Oberlin Alumni Magazine
Title | Oberlin Alumni Magazine PDF eBook |
Author | |
Publisher | |
Pages | 40 |
Release | 1924 |
Genre | |
ISBN |
Oberlin Alumni Magazine
Title | Oberlin Alumni Magazine PDF eBook |
Author | |
Publisher | |
Pages | 40 |
Release | 1915 |
Genre | |
ISBN |
General Emory Upton in the Civil War
Title | General Emory Upton in the Civil War PDF eBook |
Author | Robert N. Thompson |
Publisher | McFarland |
Pages | 205 |
Release | 2020-01-17 |
Genre | History |
ISBN | 1476637032 |
Considered by many to be the architect of the modern U.S. Army, Union General Emory Upton commanded troops in almost every major battle of the Civil War's Eastern Theater. Witnessing some of the war's bloodiest engagements convinced him of the need for comprehensive reform in military organization, professionalism, education, tactics and personnel policies.
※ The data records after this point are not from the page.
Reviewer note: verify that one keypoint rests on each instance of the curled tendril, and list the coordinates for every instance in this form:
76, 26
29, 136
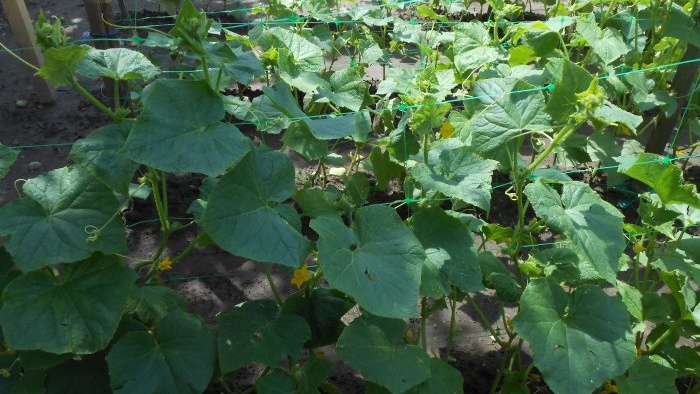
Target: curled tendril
93, 233
18, 186
510, 192
537, 141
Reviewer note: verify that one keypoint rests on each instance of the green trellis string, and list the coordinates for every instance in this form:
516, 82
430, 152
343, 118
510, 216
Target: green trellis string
402, 107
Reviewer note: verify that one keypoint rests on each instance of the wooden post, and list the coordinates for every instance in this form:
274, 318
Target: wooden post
99, 11
23, 31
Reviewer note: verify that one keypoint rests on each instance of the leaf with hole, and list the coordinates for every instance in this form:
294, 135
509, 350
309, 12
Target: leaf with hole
459, 174
377, 260
180, 130
374, 346
256, 331
585, 330
592, 225
64, 209
254, 227
176, 356
75, 312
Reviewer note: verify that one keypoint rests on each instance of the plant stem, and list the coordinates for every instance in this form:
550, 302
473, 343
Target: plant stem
275, 292
187, 249
423, 318
94, 101
453, 315
558, 139
485, 321
205, 69
19, 58
162, 212
654, 346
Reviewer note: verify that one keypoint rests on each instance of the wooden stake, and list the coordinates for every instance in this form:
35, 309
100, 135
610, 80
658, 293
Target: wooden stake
23, 31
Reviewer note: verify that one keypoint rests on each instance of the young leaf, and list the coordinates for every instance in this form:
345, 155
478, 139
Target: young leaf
275, 108
191, 27
102, 152
60, 64
305, 54
260, 182
117, 63
383, 168
64, 210
508, 107
473, 49
607, 43
586, 330
346, 89
375, 347
77, 312
451, 256
569, 79
180, 130
647, 376
177, 356
459, 174
256, 331
377, 261
664, 177
593, 226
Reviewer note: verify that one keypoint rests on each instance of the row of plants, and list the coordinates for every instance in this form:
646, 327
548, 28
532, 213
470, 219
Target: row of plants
611, 306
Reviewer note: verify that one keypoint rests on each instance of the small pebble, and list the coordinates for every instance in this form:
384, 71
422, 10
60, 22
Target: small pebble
34, 166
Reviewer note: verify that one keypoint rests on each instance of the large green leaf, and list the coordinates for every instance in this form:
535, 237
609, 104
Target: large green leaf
378, 260
459, 174
647, 376
383, 168
75, 312
180, 130
593, 226
256, 331
177, 356
253, 225
117, 63
333, 128
307, 55
473, 48
664, 177
451, 256
569, 79
191, 27
608, 44
323, 311
443, 379
103, 154
429, 116
680, 255
346, 89
152, 303
84, 375
7, 158
579, 340
276, 108
375, 347
67, 216
507, 108
295, 75
60, 64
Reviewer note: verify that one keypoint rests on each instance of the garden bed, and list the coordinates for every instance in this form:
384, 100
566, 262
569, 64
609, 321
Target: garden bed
498, 250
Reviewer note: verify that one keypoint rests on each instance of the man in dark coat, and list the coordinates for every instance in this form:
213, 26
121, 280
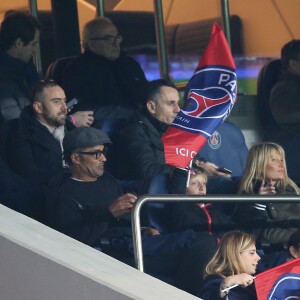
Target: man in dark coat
140, 141
35, 149
89, 206
285, 95
103, 78
19, 34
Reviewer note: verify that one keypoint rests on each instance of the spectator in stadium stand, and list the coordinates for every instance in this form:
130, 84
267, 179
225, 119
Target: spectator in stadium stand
103, 78
88, 205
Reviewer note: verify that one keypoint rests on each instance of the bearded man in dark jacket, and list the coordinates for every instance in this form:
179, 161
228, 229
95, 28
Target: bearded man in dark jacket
103, 78
35, 149
19, 35
285, 95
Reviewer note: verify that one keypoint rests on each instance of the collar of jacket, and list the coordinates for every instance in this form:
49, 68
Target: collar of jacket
100, 59
32, 129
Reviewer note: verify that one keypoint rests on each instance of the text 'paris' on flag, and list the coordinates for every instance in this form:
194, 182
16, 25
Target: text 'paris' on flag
281, 282
209, 97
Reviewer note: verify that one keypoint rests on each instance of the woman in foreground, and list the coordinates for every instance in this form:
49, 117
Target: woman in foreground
234, 263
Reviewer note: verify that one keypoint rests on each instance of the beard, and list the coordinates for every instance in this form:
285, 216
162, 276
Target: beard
55, 120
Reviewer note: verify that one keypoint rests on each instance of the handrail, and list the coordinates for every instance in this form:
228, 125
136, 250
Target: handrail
37, 57
135, 215
100, 8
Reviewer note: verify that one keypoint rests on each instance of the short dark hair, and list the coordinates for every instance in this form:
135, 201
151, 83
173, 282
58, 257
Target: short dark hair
153, 88
291, 50
294, 239
17, 24
39, 87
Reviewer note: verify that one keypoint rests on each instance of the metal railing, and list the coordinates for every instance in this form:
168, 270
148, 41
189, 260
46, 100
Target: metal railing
136, 210
32, 4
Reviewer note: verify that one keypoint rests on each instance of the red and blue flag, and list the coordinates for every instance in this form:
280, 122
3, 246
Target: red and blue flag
209, 97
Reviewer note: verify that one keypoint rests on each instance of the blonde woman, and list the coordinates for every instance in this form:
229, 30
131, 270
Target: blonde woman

From the end of the war to his 1881 death by suicide, Upton led an effort to modernize U.S. military culture. While much has been written about the politics of his reform campaign, this book details his wartime experiences and how they informed his intense fervor for change.
Patriots or Traitors
Title | Patriots or Traitors PDF eBook |
Author | Stacey Bieler |
Publisher | Routledge |
Pages | 545 |
Release | 2014-12-18 |
Genre | Education |
ISBN | 1317478347 |
This title sxplores the love-hate relationship between the USA and China through the experience of Chinese students caught between the two countries. The book sheds light on China's ambivelance towards the Western influence, and the use of educational and cultural exhanges as a political device.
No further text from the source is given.